Half of My Heart Is in La Habana: Life After Flight from Castro’s Cuba

My family understood that if they wanted to stop living in constant survival mode, they would have to make the difficult decision to leave their home in Cuba.

When Mercedes (“Mercy”) Rodriguez arrived in America on a fall day in 1979, the first thing she noticed was how clean and wide the streets were.

The 15-year-old Cuban refugee had just arrived on a plane carrying nearly a dozen political prisoners, including her father and brothers. They had been blacklisted and then detained for opposing Fidel Castro’s rise to power but were now finally being released after years of imprisonment as part of an agreement between America and Communist Cuba.

I sometimes wonder how many broken hearts lie between La Habana and Miami.

The flight from Cuba to Miami was a historical moment captured by several local news sources. But for Mercy it was sad. She was leaving the only home she’d ever known.

In just 30 minutes, Mercy left behind her first life. Her friends, her family photos, and the farm her parents owned for years were just a few things she would never see again, though she did not know this when she nervously boarded the plane with her family. As she arrived at the airport, the knot in her stomach only tightened as officials requested that the pilot stop the plane halfway up the runway so the passengers’ identities could be verified. It took immigration officials a few hours to confirm every passenger on the flight. Then, with only the clothes on their backs (as Cuban officers did not allow the refugees to take personal items), Mercy and her family were released. Soon they were reunited with her grandparents, who had fled Cuba in 1968.

A Whole New World

Only a few hundred miles separate Miami and Cuba. But to Mercy, America felt like a new world. In Cuba, women were prevented from wearing miniskirts and other “revealing” clothing. If a police officer saw a woman wearing a risque outfit, they marked them with stamps to shame them. Gay people were targeted, beaten, and imprisoned. People were not allowed to listen to American music.

America was different. “It was like going to Disneyland. Everything was so clean and beautiful,” Mercy recalls 40 years later. “I’d never tasted an apple before that day. We didn’t have any in Cuba.”

With this freedom came a bittersweet understanding that because of her parents, she was one of the lucky ones.

“I have been in Miami for 40 years now. I thank God every day that I grew up here,” Mercedes said.

It was a torture living in Cuba. When you live in a communist country, you’re afraid of everything—to speak, to go places. You’re always scared, but you don’t realize it until you go to freedom.

Just one year later, 21-year-old Jose Prado, my father, experienced a similar flurry of emotions as he arrived in the US with his parents in 1980 on the Mariel boatlift.

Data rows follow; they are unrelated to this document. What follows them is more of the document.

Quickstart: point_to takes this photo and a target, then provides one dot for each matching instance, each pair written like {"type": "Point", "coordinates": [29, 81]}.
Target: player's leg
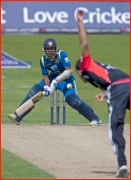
{"type": "Point", "coordinates": [34, 90]}
{"type": "Point", "coordinates": [75, 102]}
{"type": "Point", "coordinates": [117, 100]}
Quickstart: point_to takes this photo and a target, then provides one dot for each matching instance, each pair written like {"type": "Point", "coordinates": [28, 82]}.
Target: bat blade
{"type": "Point", "coordinates": [30, 103]}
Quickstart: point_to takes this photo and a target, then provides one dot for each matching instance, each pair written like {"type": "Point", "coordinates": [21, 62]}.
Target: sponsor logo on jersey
{"type": "Point", "coordinates": [56, 61]}
{"type": "Point", "coordinates": [66, 60]}
{"type": "Point", "coordinates": [50, 43]}
{"type": "Point", "coordinates": [54, 68]}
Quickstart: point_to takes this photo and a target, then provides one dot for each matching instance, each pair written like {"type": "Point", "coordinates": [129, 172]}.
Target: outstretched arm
{"type": "Point", "coordinates": [82, 33]}
{"type": "Point", "coordinates": [100, 97]}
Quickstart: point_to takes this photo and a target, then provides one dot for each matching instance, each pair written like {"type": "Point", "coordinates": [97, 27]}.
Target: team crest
{"type": "Point", "coordinates": [50, 43]}
{"type": "Point", "coordinates": [56, 61]}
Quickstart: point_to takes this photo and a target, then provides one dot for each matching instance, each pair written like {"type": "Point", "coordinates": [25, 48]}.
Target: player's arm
{"type": "Point", "coordinates": [100, 97]}
{"type": "Point", "coordinates": [82, 34]}
{"type": "Point", "coordinates": [46, 80]}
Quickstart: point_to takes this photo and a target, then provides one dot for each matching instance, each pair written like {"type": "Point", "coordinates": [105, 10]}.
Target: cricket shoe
{"type": "Point", "coordinates": [95, 122]}
{"type": "Point", "coordinates": [14, 118]}
{"type": "Point", "coordinates": [121, 171]}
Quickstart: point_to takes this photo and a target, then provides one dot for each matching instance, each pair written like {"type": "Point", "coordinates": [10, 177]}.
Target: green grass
{"type": "Point", "coordinates": [19, 168]}
{"type": "Point", "coordinates": [111, 49]}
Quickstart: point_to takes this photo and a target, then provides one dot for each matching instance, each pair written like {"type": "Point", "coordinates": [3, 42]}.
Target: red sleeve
{"type": "Point", "coordinates": [87, 64]}
{"type": "Point", "coordinates": [84, 62]}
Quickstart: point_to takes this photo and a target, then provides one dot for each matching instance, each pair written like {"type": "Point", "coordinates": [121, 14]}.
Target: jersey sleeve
{"type": "Point", "coordinates": [87, 64]}
{"type": "Point", "coordinates": [43, 69]}
{"type": "Point", "coordinates": [64, 59]}
{"type": "Point", "coordinates": [84, 62]}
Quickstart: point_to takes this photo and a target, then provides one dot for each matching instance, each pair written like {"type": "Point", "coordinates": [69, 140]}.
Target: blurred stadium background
{"type": "Point", "coordinates": [23, 32]}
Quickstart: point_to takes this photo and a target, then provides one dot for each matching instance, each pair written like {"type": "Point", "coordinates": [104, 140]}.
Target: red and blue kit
{"type": "Point", "coordinates": [117, 84]}
{"type": "Point", "coordinates": [101, 75]}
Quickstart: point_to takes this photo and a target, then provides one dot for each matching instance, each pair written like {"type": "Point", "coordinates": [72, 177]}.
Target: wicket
{"type": "Point", "coordinates": [57, 108]}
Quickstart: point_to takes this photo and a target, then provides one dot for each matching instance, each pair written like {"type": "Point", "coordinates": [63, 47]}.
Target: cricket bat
{"type": "Point", "coordinates": [30, 103]}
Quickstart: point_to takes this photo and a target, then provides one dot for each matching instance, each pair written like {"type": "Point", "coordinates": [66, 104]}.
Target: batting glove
{"type": "Point", "coordinates": [47, 90]}
{"type": "Point", "coordinates": [54, 85]}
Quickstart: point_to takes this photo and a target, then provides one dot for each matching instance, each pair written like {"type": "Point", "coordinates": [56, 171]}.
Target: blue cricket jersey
{"type": "Point", "coordinates": [55, 66]}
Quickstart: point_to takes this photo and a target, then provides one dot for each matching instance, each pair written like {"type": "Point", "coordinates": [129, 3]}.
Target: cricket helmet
{"type": "Point", "coordinates": [49, 43]}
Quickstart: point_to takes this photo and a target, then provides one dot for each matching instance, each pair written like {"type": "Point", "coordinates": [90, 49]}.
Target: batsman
{"type": "Point", "coordinates": [57, 74]}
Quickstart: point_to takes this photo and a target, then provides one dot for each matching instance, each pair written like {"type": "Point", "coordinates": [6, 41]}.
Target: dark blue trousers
{"type": "Point", "coordinates": [118, 101]}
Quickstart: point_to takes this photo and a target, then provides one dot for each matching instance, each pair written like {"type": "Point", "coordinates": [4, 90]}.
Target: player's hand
{"type": "Point", "coordinates": [79, 15]}
{"type": "Point", "coordinates": [54, 84]}
{"type": "Point", "coordinates": [47, 90]}
{"type": "Point", "coordinates": [100, 97]}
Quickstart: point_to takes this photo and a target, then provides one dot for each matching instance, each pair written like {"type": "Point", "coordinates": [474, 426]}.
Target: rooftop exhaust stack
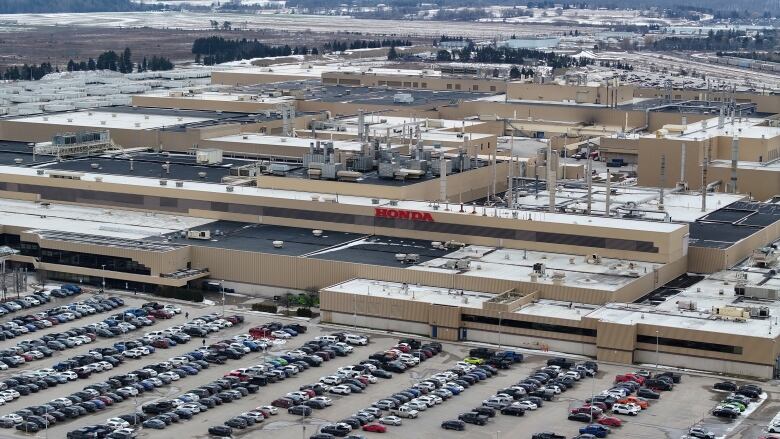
{"type": "Point", "coordinates": [682, 183]}
{"type": "Point", "coordinates": [663, 183]}
{"type": "Point", "coordinates": [609, 192]}
{"type": "Point", "coordinates": [361, 125]}
{"type": "Point", "coordinates": [552, 171]}
{"type": "Point", "coordinates": [589, 179]}
{"type": "Point", "coordinates": [443, 179]}
{"type": "Point", "coordinates": [704, 181]}
{"type": "Point", "coordinates": [734, 160]}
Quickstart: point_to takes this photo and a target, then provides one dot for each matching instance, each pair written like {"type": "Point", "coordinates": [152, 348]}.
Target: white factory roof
{"type": "Point", "coordinates": [107, 222]}
{"type": "Point", "coordinates": [216, 96]}
{"type": "Point", "coordinates": [421, 293]}
{"type": "Point", "coordinates": [293, 142]}
{"type": "Point", "coordinates": [517, 265]}
{"type": "Point", "coordinates": [748, 128]}
{"type": "Point", "coordinates": [95, 119]}
{"type": "Point", "coordinates": [422, 206]}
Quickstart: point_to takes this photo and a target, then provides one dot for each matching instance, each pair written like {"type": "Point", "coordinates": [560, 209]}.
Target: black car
{"type": "Point", "coordinates": [453, 424]}
{"type": "Point", "coordinates": [236, 423]}
{"type": "Point", "coordinates": [731, 386]}
{"type": "Point", "coordinates": [581, 417]}
{"type": "Point", "coordinates": [648, 393]}
{"type": "Point", "coordinates": [473, 418]}
{"type": "Point", "coordinates": [513, 411]}
{"type": "Point", "coordinates": [723, 412]}
{"type": "Point", "coordinates": [299, 410]}
{"type": "Point", "coordinates": [485, 411]}
{"type": "Point", "coordinates": [335, 430]}
{"type": "Point", "coordinates": [221, 431]}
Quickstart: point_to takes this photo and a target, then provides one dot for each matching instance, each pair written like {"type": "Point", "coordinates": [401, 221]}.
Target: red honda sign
{"type": "Point", "coordinates": [403, 214]}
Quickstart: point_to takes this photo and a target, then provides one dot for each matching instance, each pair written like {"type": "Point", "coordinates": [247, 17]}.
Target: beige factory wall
{"type": "Point", "coordinates": [576, 93]}
{"type": "Point", "coordinates": [157, 262]}
{"type": "Point", "coordinates": [761, 184]}
{"type": "Point", "coordinates": [766, 103]}
{"type": "Point", "coordinates": [368, 79]}
{"type": "Point", "coordinates": [464, 187]}
{"type": "Point", "coordinates": [755, 350]}
{"type": "Point", "coordinates": [669, 245]}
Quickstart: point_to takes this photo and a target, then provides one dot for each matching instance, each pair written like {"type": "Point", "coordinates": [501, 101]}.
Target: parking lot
{"type": "Point", "coordinates": [690, 403]}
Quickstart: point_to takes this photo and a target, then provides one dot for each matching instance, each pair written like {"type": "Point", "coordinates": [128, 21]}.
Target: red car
{"type": "Point", "coordinates": [375, 428]}
{"type": "Point", "coordinates": [609, 421]}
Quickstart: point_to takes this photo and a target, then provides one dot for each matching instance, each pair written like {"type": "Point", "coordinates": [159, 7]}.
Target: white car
{"type": "Point", "coordinates": [132, 390]}
{"type": "Point", "coordinates": [626, 409]}
{"type": "Point", "coordinates": [323, 399]}
{"type": "Point", "coordinates": [172, 308]}
{"type": "Point", "coordinates": [331, 380]}
{"type": "Point", "coordinates": [194, 408]}
{"type": "Point", "coordinates": [65, 402]}
{"type": "Point", "coordinates": [173, 376]}
{"type": "Point", "coordinates": [526, 405]}
{"type": "Point", "coordinates": [420, 406]}
{"type": "Point", "coordinates": [13, 417]}
{"type": "Point", "coordinates": [370, 378]}
{"type": "Point", "coordinates": [340, 390]}
{"type": "Point", "coordinates": [116, 423]}
{"type": "Point", "coordinates": [302, 395]}
{"type": "Point", "coordinates": [280, 334]}
{"type": "Point", "coordinates": [355, 339]}
{"type": "Point", "coordinates": [390, 420]}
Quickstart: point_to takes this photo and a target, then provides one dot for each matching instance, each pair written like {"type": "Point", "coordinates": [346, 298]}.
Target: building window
{"type": "Point", "coordinates": [689, 344]}
{"type": "Point", "coordinates": [536, 326]}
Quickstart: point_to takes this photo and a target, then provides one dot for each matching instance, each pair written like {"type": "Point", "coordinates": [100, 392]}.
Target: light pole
{"type": "Point", "coordinates": [222, 289]}
{"type": "Point", "coordinates": [499, 329]}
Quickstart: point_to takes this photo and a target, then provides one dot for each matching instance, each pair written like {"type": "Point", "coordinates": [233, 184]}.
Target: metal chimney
{"type": "Point", "coordinates": [663, 183]}
{"type": "Point", "coordinates": [683, 183]}
{"type": "Point", "coordinates": [552, 174]}
{"type": "Point", "coordinates": [734, 160]}
{"type": "Point", "coordinates": [609, 192]}
{"type": "Point", "coordinates": [589, 180]}
{"type": "Point", "coordinates": [443, 178]}
{"type": "Point", "coordinates": [704, 181]}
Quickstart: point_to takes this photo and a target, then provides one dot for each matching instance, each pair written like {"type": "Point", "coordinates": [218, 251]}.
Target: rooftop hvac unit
{"type": "Point", "coordinates": [199, 234]}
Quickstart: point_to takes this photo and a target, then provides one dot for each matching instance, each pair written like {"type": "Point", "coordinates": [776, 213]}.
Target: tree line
{"type": "Point", "coordinates": [123, 63]}
{"type": "Point", "coordinates": [722, 40]}
{"type": "Point", "coordinates": [507, 55]}
{"type": "Point", "coordinates": [340, 46]}
{"type": "Point", "coordinates": [108, 60]}
{"type": "Point", "coordinates": [215, 50]}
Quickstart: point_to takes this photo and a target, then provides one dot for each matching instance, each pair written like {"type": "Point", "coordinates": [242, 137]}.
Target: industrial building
{"type": "Point", "coordinates": [589, 217]}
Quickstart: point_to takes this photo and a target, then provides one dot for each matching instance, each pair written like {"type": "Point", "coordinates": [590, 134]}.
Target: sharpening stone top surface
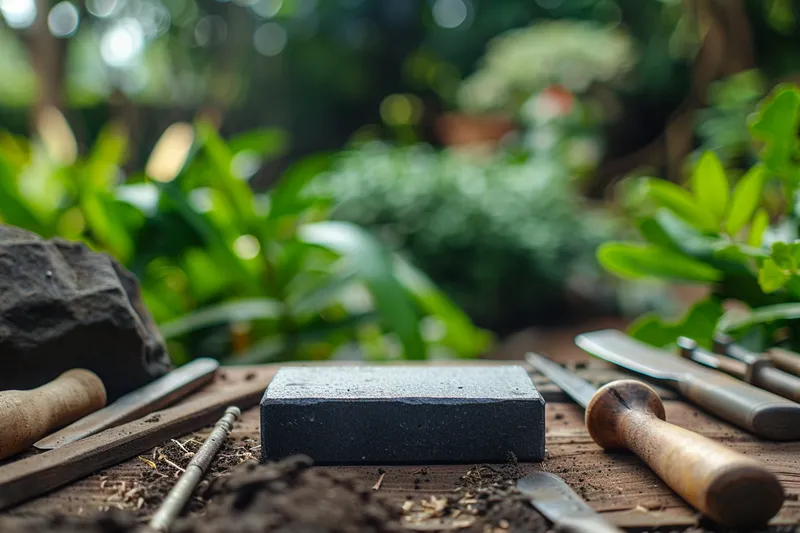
{"type": "Point", "coordinates": [387, 414]}
{"type": "Point", "coordinates": [465, 383]}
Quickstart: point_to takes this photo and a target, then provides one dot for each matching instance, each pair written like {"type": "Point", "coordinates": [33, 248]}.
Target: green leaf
{"type": "Point", "coordinates": [373, 264]}
{"type": "Point", "coordinates": [323, 295]}
{"type": "Point", "coordinates": [772, 277]}
{"type": "Point", "coordinates": [680, 202]}
{"type": "Point", "coordinates": [746, 198]}
{"type": "Point", "coordinates": [699, 323]}
{"type": "Point", "coordinates": [225, 313]}
{"type": "Point", "coordinates": [735, 321]}
{"type": "Point", "coordinates": [775, 123]}
{"type": "Point", "coordinates": [287, 195]}
{"type": "Point", "coordinates": [265, 350]}
{"type": "Point", "coordinates": [758, 227]}
{"type": "Point", "coordinates": [108, 154]}
{"type": "Point", "coordinates": [266, 142]}
{"type": "Point", "coordinates": [784, 255]}
{"type": "Point", "coordinates": [461, 335]}
{"type": "Point", "coordinates": [104, 219]}
{"type": "Point", "coordinates": [633, 260]}
{"type": "Point", "coordinates": [236, 190]}
{"type": "Point", "coordinates": [216, 243]}
{"type": "Point", "coordinates": [653, 232]}
{"type": "Point", "coordinates": [710, 185]}
{"type": "Point", "coordinates": [13, 208]}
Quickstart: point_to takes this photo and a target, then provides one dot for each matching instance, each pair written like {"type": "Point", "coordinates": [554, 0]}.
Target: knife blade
{"type": "Point", "coordinates": [731, 488]}
{"type": "Point", "coordinates": [748, 366]}
{"type": "Point", "coordinates": [780, 358]}
{"type": "Point", "coordinates": [552, 497]}
{"type": "Point", "coordinates": [154, 396]}
{"type": "Point", "coordinates": [761, 412]}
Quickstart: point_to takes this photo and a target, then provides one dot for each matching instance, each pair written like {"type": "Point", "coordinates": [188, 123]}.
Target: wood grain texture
{"type": "Point", "coordinates": [40, 473]}
{"type": "Point", "coordinates": [731, 488]}
{"type": "Point", "coordinates": [28, 415]}
{"type": "Point", "coordinates": [618, 485]}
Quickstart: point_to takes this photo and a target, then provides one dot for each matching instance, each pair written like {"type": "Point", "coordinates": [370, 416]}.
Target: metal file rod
{"type": "Point", "coordinates": [182, 491]}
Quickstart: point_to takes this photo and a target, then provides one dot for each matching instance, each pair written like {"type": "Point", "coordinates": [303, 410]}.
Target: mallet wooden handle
{"type": "Point", "coordinates": [27, 416]}
{"type": "Point", "coordinates": [729, 487]}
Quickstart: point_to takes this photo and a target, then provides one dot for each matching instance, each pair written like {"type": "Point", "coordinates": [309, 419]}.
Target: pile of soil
{"type": "Point", "coordinates": [290, 497]}
{"type": "Point", "coordinates": [487, 501]}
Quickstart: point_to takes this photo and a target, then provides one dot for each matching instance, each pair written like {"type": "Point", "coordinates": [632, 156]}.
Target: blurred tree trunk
{"type": "Point", "coordinates": [726, 48]}
{"type": "Point", "coordinates": [47, 56]}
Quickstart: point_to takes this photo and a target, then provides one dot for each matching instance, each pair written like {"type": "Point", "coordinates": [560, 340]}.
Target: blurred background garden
{"type": "Point", "coordinates": [314, 179]}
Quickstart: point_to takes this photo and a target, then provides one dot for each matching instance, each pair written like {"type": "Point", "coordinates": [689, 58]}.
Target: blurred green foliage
{"type": "Point", "coordinates": [518, 64]}
{"type": "Point", "coordinates": [224, 270]}
{"type": "Point", "coordinates": [722, 125]}
{"type": "Point", "coordinates": [721, 231]}
{"type": "Point", "coordinates": [506, 236]}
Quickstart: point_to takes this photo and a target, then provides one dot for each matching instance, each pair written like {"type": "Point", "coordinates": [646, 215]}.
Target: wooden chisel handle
{"type": "Point", "coordinates": [729, 487]}
{"type": "Point", "coordinates": [27, 416]}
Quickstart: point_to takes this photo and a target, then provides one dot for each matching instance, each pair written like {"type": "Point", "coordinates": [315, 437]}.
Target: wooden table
{"type": "Point", "coordinates": [617, 485]}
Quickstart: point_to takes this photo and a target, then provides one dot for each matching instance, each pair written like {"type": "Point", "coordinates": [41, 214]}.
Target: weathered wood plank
{"type": "Point", "coordinates": [618, 485]}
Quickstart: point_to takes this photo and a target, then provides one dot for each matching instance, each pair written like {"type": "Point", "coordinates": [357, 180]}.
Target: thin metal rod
{"type": "Point", "coordinates": [177, 498]}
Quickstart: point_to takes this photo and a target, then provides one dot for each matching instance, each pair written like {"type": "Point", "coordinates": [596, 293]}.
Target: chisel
{"type": "Point", "coordinates": [750, 367]}
{"type": "Point", "coordinates": [785, 360]}
{"type": "Point", "coordinates": [758, 411]}
{"type": "Point", "coordinates": [552, 497]}
{"type": "Point", "coordinates": [732, 489]}
{"type": "Point", "coordinates": [27, 415]}
{"type": "Point", "coordinates": [156, 395]}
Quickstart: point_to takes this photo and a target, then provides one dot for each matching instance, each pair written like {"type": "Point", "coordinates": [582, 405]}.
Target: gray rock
{"type": "Point", "coordinates": [402, 414]}
{"type": "Point", "coordinates": [63, 306]}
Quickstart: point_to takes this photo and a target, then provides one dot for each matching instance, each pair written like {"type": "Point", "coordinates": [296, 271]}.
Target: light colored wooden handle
{"type": "Point", "coordinates": [27, 416]}
{"type": "Point", "coordinates": [587, 524]}
{"type": "Point", "coordinates": [727, 486]}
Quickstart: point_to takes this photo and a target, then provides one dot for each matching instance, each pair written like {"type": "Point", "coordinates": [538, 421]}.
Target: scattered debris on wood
{"type": "Point", "coordinates": [162, 468]}
{"type": "Point", "coordinates": [289, 497]}
{"type": "Point", "coordinates": [486, 501]}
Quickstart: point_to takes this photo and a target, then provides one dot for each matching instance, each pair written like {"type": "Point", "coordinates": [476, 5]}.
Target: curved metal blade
{"type": "Point", "coordinates": [553, 497]}
{"type": "Point", "coordinates": [576, 387]}
{"type": "Point", "coordinates": [616, 347]}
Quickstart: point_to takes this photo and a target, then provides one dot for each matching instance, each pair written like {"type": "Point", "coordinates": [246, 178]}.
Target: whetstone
{"type": "Point", "coordinates": [403, 415]}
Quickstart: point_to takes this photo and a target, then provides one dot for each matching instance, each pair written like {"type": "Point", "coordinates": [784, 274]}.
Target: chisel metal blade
{"type": "Point", "coordinates": [552, 497]}
{"type": "Point", "coordinates": [577, 388]}
{"type": "Point", "coordinates": [156, 395]}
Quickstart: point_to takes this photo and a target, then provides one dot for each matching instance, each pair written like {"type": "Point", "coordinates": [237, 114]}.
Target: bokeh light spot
{"type": "Point", "coordinates": [246, 247]}
{"type": "Point", "coordinates": [122, 43]}
{"type": "Point", "coordinates": [267, 8]}
{"type": "Point", "coordinates": [102, 8]}
{"type": "Point", "coordinates": [19, 14]}
{"type": "Point", "coordinates": [450, 13]}
{"type": "Point", "coordinates": [63, 19]}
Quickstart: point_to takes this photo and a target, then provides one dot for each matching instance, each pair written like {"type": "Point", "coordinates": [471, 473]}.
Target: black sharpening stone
{"type": "Point", "coordinates": [402, 414]}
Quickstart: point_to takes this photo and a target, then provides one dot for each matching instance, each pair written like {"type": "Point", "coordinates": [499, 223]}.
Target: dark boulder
{"type": "Point", "coordinates": [64, 306]}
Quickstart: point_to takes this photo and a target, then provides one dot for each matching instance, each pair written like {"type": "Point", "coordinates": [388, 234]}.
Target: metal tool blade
{"type": "Point", "coordinates": [576, 387]}
{"type": "Point", "coordinates": [152, 397]}
{"type": "Point", "coordinates": [690, 350]}
{"type": "Point", "coordinates": [552, 497]}
{"type": "Point", "coordinates": [618, 348]}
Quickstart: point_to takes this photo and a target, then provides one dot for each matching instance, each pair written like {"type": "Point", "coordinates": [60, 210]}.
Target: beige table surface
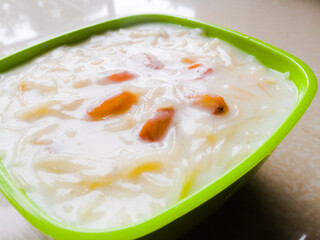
{"type": "Point", "coordinates": [282, 201]}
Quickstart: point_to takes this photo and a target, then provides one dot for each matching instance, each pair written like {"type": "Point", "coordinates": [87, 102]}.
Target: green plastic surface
{"type": "Point", "coordinates": [270, 56]}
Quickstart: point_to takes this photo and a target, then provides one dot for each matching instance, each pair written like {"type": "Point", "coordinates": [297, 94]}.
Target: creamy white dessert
{"type": "Point", "coordinates": [115, 129]}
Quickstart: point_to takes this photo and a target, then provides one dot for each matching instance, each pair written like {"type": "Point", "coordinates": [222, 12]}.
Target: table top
{"type": "Point", "coordinates": [282, 200]}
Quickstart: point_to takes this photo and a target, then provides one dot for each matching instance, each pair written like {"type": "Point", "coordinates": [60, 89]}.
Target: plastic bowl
{"type": "Point", "coordinates": [178, 218]}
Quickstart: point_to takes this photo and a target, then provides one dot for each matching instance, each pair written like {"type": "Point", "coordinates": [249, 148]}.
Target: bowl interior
{"type": "Point", "coordinates": [268, 55]}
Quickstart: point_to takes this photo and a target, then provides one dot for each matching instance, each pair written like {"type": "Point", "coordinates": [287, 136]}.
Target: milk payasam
{"type": "Point", "coordinates": [115, 129]}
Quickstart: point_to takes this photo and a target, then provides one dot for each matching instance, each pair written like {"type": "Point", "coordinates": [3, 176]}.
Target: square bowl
{"type": "Point", "coordinates": [173, 221]}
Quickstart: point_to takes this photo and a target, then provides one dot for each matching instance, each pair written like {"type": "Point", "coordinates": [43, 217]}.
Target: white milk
{"type": "Point", "coordinates": [99, 173]}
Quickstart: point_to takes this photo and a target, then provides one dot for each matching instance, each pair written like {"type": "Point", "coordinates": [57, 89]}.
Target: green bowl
{"type": "Point", "coordinates": [173, 221]}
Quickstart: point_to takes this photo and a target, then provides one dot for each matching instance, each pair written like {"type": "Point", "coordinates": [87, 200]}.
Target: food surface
{"type": "Point", "coordinates": [115, 129]}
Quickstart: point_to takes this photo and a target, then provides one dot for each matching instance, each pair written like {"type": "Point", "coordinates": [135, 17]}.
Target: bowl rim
{"type": "Point", "coordinates": [49, 226]}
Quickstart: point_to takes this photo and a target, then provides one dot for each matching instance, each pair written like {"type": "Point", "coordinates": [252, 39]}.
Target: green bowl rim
{"type": "Point", "coordinates": [52, 227]}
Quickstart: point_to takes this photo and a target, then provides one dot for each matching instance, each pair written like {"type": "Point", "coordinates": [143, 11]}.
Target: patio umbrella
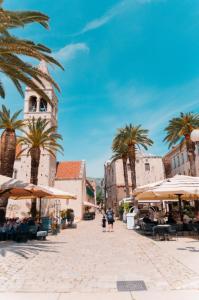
{"type": "Point", "coordinates": [20, 189]}
{"type": "Point", "coordinates": [178, 187]}
{"type": "Point", "coordinates": [56, 193]}
{"type": "Point", "coordinates": [186, 186]}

Raised in a religious household in Lawton (the city of Habana, Cuba), Prado and his family were part of a mass exodus of Christians fleeing Castro’s crackdown on religious freedom, which included harassment, delayed food rations, and at times even incarceration.  The Prado family understood that if they wanted to stop living in constant survival mode, they would have to make the difficult decision to uproot in search of a life without censors.

The Difference Between La Habana and Miami

I sometimes wonder how many broken hearts lie between La Habana and Miami.

My parents Mercedes and Jose struggled to overcome displacement (and the biases that come with it) and give my brother and me all of the opportunities they were robbed of as kids. I grew up watching Cubans “siempre inventando” (always inventing) new ways to get ahead by starting their own businesses, encouraging us kids to go to college, and chasing the American dream (all while helping their neighbors along the way). My people built a city from the ground up and decorated its parks, museums, memorials, and streets as a tribute to the little island in the Caribbean whose loss we mourn with every shot of Cuban coffee we take.

I once heard a very wise professor say, "Communism is the difference between La Habana and Miami."

I hope one day that saying will cease to be true.